Blocking fair pay for women

When Congress adopted the Lilly Ledbetter law in 2009 requiring pay parity for women in jobs where women do the same work as men, the goal of wage fairness finally seemed possible. But it hasn't happened yet. Women are still paid about 77 cents for every dollar men make for doing the same work. And on Tuesday, 46 Republicans in the U.S. Senate -- including Tennessee's Bob Corker and Lamar Alexander -- again voted in lock-step to block a proposed law that would have granted women the right to ask about pay parity on their jobs without the fear of retaliation or being fired.

The 2009 Ledbetter law, named for the Alabama tire plant worker who worked for decades doing the same job as her male peers without knowing that they were being paid considerably more, didn't include the legal trigger that would let women safely ask how their pay compared with that of men in similar jobs. The Paycheck Fairness Act that Republicans blocked Tuesday is designed to close that loophole.

It aims to give women a secure right to ask and know if their pay is on par with men by barring employers from threatening or taking retaliatory measures against women for seeking pay parity or wage-related information. To ensure those rights, it would have opened the way for women to sue employers for punitive damages for paycheck discrimination.

That's what should happen. Senate Republicans, however, just can't get over the business lobbying effort to thwart women's right to fair pay. And under the rules of the Senate requiring a filibuster-proof 60-vote margin to open debate on such bill, Republicans' 47 votes (one Republican abstained) against the bill negated the majority 52 votes by Democrats and two Independents to open the bill for a vote on adoption.
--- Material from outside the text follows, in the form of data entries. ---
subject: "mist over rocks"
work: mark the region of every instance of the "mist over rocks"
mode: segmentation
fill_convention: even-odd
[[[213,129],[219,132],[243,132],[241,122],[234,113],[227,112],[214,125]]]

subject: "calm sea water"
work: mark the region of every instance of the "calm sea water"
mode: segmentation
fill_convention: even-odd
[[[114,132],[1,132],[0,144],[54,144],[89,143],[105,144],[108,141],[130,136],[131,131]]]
The Republicans' vote Tuesday repeated what happened in 2010, when Democrats first sought to pass the Paycheck Fairness Act.
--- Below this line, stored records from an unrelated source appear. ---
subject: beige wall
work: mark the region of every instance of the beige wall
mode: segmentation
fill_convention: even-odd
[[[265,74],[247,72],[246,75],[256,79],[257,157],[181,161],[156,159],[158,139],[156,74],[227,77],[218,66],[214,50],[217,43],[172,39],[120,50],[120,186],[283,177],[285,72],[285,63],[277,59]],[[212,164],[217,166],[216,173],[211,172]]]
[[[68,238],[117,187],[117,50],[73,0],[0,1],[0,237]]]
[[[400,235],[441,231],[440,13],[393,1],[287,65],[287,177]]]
Corker and Alexander, and their counterparts in Georgia and Alabama, should have to explain to voters when they come home why they object to ensuring women's rights to pay parity. Surely some Republican senators have daughters, nieces and cousins in the American workforce whose economic future is on the line. Why would they contest such core civil rights for women, who comprise more than half of their constituencies?

Republicans' anti-women position, of course, has become thematic for their party. Their appalling current crusade against women's rights generally in this election season has made that clear. At both the state and federal level, Republicans regularly seek to tighten strictures or eliminate measures intended to safeguard or improve women's reproductive rights and preventive care needs.
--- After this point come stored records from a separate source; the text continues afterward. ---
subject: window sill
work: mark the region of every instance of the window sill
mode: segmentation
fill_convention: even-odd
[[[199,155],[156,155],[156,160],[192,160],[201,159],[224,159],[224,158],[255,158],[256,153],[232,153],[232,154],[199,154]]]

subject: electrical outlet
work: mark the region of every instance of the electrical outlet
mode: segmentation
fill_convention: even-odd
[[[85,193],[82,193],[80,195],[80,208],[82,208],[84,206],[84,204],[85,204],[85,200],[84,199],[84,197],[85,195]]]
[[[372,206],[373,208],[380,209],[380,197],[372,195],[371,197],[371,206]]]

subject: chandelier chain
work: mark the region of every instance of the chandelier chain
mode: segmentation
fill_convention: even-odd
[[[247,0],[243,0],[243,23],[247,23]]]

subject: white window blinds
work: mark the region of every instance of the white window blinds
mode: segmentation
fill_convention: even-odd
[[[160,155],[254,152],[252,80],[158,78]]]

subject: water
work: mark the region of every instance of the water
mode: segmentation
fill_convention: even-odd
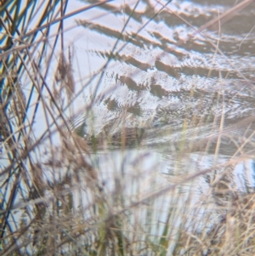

At both levels, GOP lawmakers constantly attempt to dismantle efforts by local clinics and Planned Parenthood to provide needed routine services that have nothing to do with abortion. For example, they would eliminate vital cervical and breast cancer screenings, pap smears and contraceptive aid for women who can't afford comprehensive personal insurance. Even Mitt Romney has jumped on this witless bandwagon, opposing so-called morning-after pills as "abortion pills" to appease anti-contraceptive extremists. We wonder how they will deal with the latest scientific findings showing that such pills help the body avoid fertilization of eggs, rather than destroying eggs after they're fertilized.

The irony of such thinking, in any case, is stunning. Republicans rant for all rights to eggs and fetuses, but oppose fair civil rights to those born as females who grow into jobs and deserve fair pay and fair health care services. Such warped thinking shouldn't be lost on women voters.